Tell me a little of what a stage manager does?

It’s a little of everything. Your first job is to write down every single thing that happens on that stage or in the rehearsal space — all the blocking, all the light cues, call times, every stage direction, and then make sure when the play is up that everything goes smoothly.

Has an actor ever not shown?

No, I’ve had them be late, which always gives me a heart attack, but never a no show. These are small companies, so there usually is no understudy. So unless you’re under a bus, you better show up.

I can imagine.

By the way, I also am the general manager for burlesque, which is a lot looser. I dance with them too.

Cool. When did you come out?

In middle school, eighth or ninth grade. I had crushes on friends of the same sex, but at the time I didn’t know if it was an actual crush or some kind of bromance thing. But by high school, I was out to everyone.

Any pushback?

No, when I told my dad, he was like, ‘Whatever makes you happy.” We had some family members who weren’t giant homophobes, just uninformed, and about them, he said, “You’re my son, and if anyone has a problem, who gives a s–t.” … And they’re all very supportive now. And I never had a problem in school; there was never any bullying or anything. I was just me, and no one seemed to care. I had my first boyfriend in college.

What extracurricular things were you in?

The Black Student Union.

[Laughing] They had enough Black people at Millersville for that?

They caught me the first day! I walked in, and I was like “Oh wow, OK!”

Any nicknames?

I used to be called Pee Wee. I still don’t know how the hell that happened! That stuck until I was 27; I’m 33 now.

Any phobias?

Being in the middle of the ocean. I can go to the beach and swim in the water, and I’m fine, but being in the middle of the ocean freaks me out.

I guess no Disney cruises for you. What do you like in a guy?

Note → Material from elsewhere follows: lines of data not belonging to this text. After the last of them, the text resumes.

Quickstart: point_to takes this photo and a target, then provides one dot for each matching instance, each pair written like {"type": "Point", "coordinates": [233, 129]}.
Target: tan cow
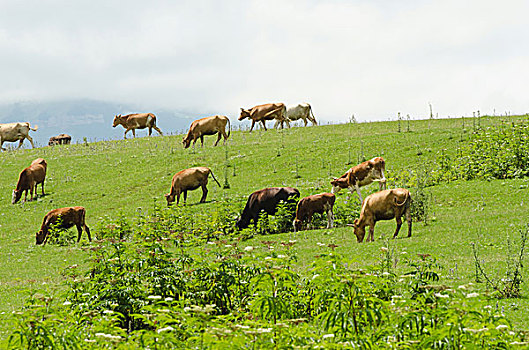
{"type": "Point", "coordinates": [317, 203]}
{"type": "Point", "coordinates": [207, 126]}
{"type": "Point", "coordinates": [361, 175]}
{"type": "Point", "coordinates": [61, 139]}
{"type": "Point", "coordinates": [63, 218]}
{"type": "Point", "coordinates": [29, 178]}
{"type": "Point", "coordinates": [261, 113]}
{"type": "Point", "coordinates": [188, 180]}
{"type": "Point", "coordinates": [383, 205]}
{"type": "Point", "coordinates": [12, 132]}
{"type": "Point", "coordinates": [137, 121]}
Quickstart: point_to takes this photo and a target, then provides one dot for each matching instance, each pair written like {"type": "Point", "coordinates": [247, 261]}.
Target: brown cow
{"type": "Point", "coordinates": [67, 217]}
{"type": "Point", "coordinates": [207, 126]}
{"type": "Point", "coordinates": [29, 178]}
{"type": "Point", "coordinates": [261, 113]}
{"type": "Point", "coordinates": [188, 180]}
{"type": "Point", "coordinates": [361, 175]}
{"type": "Point", "coordinates": [61, 139]}
{"type": "Point", "coordinates": [136, 121]}
{"type": "Point", "coordinates": [266, 199]}
{"type": "Point", "coordinates": [317, 203]}
{"type": "Point", "coordinates": [12, 132]}
{"type": "Point", "coordinates": [383, 205]}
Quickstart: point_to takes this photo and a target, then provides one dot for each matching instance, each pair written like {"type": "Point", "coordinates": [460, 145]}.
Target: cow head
{"type": "Point", "coordinates": [117, 120]}
{"type": "Point", "coordinates": [245, 113]}
{"type": "Point", "coordinates": [16, 196]}
{"type": "Point", "coordinates": [170, 198]}
{"type": "Point", "coordinates": [41, 237]}
{"type": "Point", "coordinates": [297, 225]}
{"type": "Point", "coordinates": [360, 231]}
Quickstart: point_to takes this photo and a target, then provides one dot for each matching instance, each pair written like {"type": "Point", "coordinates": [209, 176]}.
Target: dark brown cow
{"type": "Point", "coordinates": [317, 203]}
{"type": "Point", "coordinates": [67, 217]}
{"type": "Point", "coordinates": [261, 113]}
{"type": "Point", "coordinates": [188, 180]}
{"type": "Point", "coordinates": [383, 205]}
{"type": "Point", "coordinates": [61, 139]}
{"type": "Point", "coordinates": [29, 178]}
{"type": "Point", "coordinates": [361, 175]}
{"type": "Point", "coordinates": [266, 199]}
{"type": "Point", "coordinates": [207, 126]}
{"type": "Point", "coordinates": [137, 121]}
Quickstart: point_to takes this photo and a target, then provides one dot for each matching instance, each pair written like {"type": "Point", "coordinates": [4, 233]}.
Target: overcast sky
{"type": "Point", "coordinates": [371, 58]}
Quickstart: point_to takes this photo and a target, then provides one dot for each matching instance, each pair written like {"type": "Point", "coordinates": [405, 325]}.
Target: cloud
{"type": "Point", "coordinates": [372, 59]}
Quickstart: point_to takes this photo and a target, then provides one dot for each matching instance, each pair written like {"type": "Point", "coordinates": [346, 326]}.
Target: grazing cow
{"type": "Point", "coordinates": [361, 175]}
{"type": "Point", "coordinates": [188, 180]}
{"type": "Point", "coordinates": [12, 132]}
{"type": "Point", "coordinates": [67, 217]}
{"type": "Point", "coordinates": [29, 178]}
{"type": "Point", "coordinates": [300, 111]}
{"type": "Point", "coordinates": [61, 139]}
{"type": "Point", "coordinates": [317, 203]}
{"type": "Point", "coordinates": [207, 126]}
{"type": "Point", "coordinates": [383, 205]}
{"type": "Point", "coordinates": [137, 121]}
{"type": "Point", "coordinates": [265, 112]}
{"type": "Point", "coordinates": [267, 200]}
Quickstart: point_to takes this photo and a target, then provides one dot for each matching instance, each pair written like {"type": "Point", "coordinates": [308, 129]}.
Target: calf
{"type": "Point", "coordinates": [63, 218]}
{"type": "Point", "coordinates": [207, 126]}
{"type": "Point", "coordinates": [187, 180]}
{"type": "Point", "coordinates": [361, 175]}
{"type": "Point", "coordinates": [383, 205]}
{"type": "Point", "coordinates": [266, 199]}
{"type": "Point", "coordinates": [317, 203]}
{"type": "Point", "coordinates": [136, 121]}
{"type": "Point", "coordinates": [12, 132]}
{"type": "Point", "coordinates": [29, 178]}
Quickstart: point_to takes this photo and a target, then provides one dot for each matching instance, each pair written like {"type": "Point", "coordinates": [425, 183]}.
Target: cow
{"type": "Point", "coordinates": [136, 121]}
{"type": "Point", "coordinates": [361, 175]}
{"type": "Point", "coordinates": [266, 199]}
{"type": "Point", "coordinates": [29, 178]}
{"type": "Point", "coordinates": [207, 126]}
{"type": "Point", "coordinates": [317, 203]}
{"type": "Point", "coordinates": [63, 218]}
{"type": "Point", "coordinates": [261, 113]}
{"type": "Point", "coordinates": [61, 139]}
{"type": "Point", "coordinates": [300, 111]}
{"type": "Point", "coordinates": [383, 205]}
{"type": "Point", "coordinates": [12, 132]}
{"type": "Point", "coordinates": [188, 180]}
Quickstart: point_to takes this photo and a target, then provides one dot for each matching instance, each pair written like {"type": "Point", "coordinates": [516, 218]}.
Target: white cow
{"type": "Point", "coordinates": [300, 111]}
{"type": "Point", "coordinates": [12, 132]}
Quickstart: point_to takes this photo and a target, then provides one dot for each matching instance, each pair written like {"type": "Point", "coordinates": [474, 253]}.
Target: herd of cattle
{"type": "Point", "coordinates": [383, 205]}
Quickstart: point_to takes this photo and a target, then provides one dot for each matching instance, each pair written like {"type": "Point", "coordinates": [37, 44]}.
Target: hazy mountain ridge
{"type": "Point", "coordinates": [86, 118]}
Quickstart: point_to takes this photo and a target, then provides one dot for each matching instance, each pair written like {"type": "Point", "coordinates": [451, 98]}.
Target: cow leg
{"type": "Point", "coordinates": [399, 224]}
{"type": "Point", "coordinates": [204, 194]}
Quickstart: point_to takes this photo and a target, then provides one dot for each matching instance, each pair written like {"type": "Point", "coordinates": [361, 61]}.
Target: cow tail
{"type": "Point", "coordinates": [404, 201]}
{"type": "Point", "coordinates": [213, 176]}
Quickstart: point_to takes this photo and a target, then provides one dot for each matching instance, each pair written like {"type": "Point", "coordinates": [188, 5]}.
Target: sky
{"type": "Point", "coordinates": [371, 58]}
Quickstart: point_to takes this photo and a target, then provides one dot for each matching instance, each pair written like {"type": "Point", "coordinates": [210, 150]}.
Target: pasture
{"type": "Point", "coordinates": [127, 180]}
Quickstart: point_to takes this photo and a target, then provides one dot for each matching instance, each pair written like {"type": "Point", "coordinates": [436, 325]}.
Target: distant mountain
{"type": "Point", "coordinates": [87, 118]}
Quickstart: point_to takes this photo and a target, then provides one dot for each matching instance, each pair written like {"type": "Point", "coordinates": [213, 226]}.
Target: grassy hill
{"type": "Point", "coordinates": [128, 178]}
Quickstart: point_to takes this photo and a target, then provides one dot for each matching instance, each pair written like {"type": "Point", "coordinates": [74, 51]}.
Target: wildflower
{"type": "Point", "coordinates": [166, 329]}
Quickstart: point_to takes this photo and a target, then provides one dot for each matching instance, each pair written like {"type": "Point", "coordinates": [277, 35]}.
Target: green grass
{"type": "Point", "coordinates": [126, 177]}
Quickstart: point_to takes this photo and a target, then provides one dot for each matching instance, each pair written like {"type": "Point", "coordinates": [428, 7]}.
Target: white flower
{"type": "Point", "coordinates": [166, 329]}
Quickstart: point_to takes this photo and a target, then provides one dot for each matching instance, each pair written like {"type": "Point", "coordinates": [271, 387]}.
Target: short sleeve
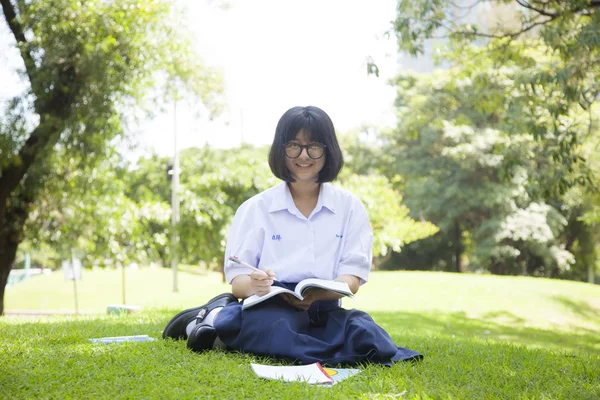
{"type": "Point", "coordinates": [357, 252]}
{"type": "Point", "coordinates": [242, 243]}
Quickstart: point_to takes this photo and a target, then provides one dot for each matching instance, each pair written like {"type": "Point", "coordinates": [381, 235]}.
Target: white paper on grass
{"type": "Point", "coordinates": [311, 373]}
{"type": "Point", "coordinates": [121, 339]}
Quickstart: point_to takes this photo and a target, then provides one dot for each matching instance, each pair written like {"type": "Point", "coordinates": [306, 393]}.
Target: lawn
{"type": "Point", "coordinates": [482, 336]}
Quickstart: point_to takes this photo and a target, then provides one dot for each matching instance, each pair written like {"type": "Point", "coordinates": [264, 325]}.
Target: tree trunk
{"type": "Point", "coordinates": [8, 252]}
{"type": "Point", "coordinates": [13, 214]}
{"type": "Point", "coordinates": [457, 247]}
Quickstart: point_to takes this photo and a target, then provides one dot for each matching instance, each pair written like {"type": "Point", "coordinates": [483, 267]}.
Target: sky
{"type": "Point", "coordinates": [274, 54]}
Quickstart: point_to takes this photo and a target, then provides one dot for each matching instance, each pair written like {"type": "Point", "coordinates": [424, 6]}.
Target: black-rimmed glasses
{"type": "Point", "coordinates": [314, 150]}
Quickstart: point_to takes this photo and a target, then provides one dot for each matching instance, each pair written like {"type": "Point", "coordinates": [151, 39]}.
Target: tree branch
{"type": "Point", "coordinates": [525, 4]}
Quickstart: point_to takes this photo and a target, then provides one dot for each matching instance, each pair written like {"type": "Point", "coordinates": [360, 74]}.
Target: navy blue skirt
{"type": "Point", "coordinates": [326, 333]}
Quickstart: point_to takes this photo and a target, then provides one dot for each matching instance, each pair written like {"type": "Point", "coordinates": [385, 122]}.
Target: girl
{"type": "Point", "coordinates": [302, 228]}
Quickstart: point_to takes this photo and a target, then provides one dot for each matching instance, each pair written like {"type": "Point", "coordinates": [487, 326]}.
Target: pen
{"type": "Point", "coordinates": [245, 264]}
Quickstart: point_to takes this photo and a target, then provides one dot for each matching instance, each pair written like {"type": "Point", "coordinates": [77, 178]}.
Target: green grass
{"type": "Point", "coordinates": [482, 337]}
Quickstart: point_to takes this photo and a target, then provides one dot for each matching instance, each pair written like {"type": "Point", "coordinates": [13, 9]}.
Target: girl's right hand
{"type": "Point", "coordinates": [261, 281]}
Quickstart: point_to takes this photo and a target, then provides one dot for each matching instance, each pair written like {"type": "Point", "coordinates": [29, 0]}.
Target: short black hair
{"type": "Point", "coordinates": [316, 124]}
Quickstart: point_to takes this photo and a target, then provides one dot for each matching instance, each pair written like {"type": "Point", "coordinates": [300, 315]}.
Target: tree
{"type": "Point", "coordinates": [568, 29]}
{"type": "Point", "coordinates": [86, 64]}
{"type": "Point", "coordinates": [470, 165]}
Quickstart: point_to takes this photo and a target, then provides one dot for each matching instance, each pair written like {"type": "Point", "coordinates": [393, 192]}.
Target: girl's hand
{"type": "Point", "coordinates": [261, 281]}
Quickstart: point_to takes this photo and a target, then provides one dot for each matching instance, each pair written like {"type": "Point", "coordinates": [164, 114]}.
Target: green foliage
{"type": "Point", "coordinates": [89, 66]}
{"type": "Point", "coordinates": [553, 82]}
{"type": "Point", "coordinates": [392, 227]}
{"type": "Point", "coordinates": [471, 166]}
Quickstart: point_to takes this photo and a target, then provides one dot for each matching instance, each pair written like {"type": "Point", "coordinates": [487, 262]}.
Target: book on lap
{"type": "Point", "coordinates": [311, 283]}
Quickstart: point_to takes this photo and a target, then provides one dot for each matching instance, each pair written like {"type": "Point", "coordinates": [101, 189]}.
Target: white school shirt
{"type": "Point", "coordinates": [268, 231]}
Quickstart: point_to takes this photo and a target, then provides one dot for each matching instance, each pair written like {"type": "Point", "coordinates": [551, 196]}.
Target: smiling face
{"type": "Point", "coordinates": [303, 168]}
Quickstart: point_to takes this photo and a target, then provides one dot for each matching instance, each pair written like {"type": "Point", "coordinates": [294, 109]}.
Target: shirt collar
{"type": "Point", "coordinates": [282, 199]}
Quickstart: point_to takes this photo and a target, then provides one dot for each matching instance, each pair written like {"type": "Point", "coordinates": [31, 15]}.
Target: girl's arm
{"type": "Point", "coordinates": [258, 282]}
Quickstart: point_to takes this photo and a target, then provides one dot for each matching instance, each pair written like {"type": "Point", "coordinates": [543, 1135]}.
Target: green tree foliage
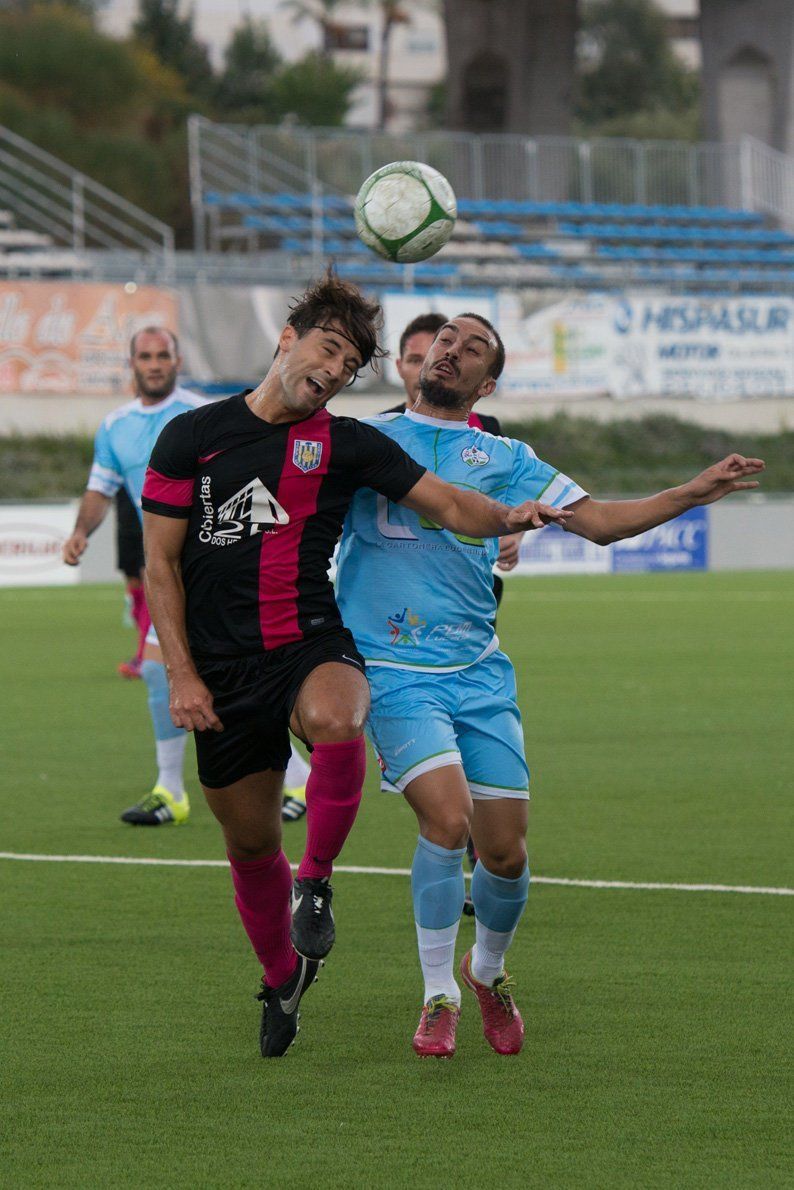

A sense of humor, someone who doesn’t take himself too seriously. Someone who doesn’t think that because you’re a man that you have to be all hard and punch rocks and stuff.

And what do you notice first physically?

His smile or eyes.

What would you want for your last meal?

Anything as long as I get French fries with it. I love potatoes!

Do you talk in your sleep?

I’m not sure, but I used to sleepwalk when I was a kid.

What do you like to do outside of the theater?

I want to say sleep, but that ain’t gonna happen! I’ve been becoming really active recently. My dad had a heart attack and joined a gym, so I joined and started going with him to make sure he didn’t well, die, and then I really got into it. That pushed me to do more, and now I’ve started a lot of outdoor activities like rock climbing and hiking.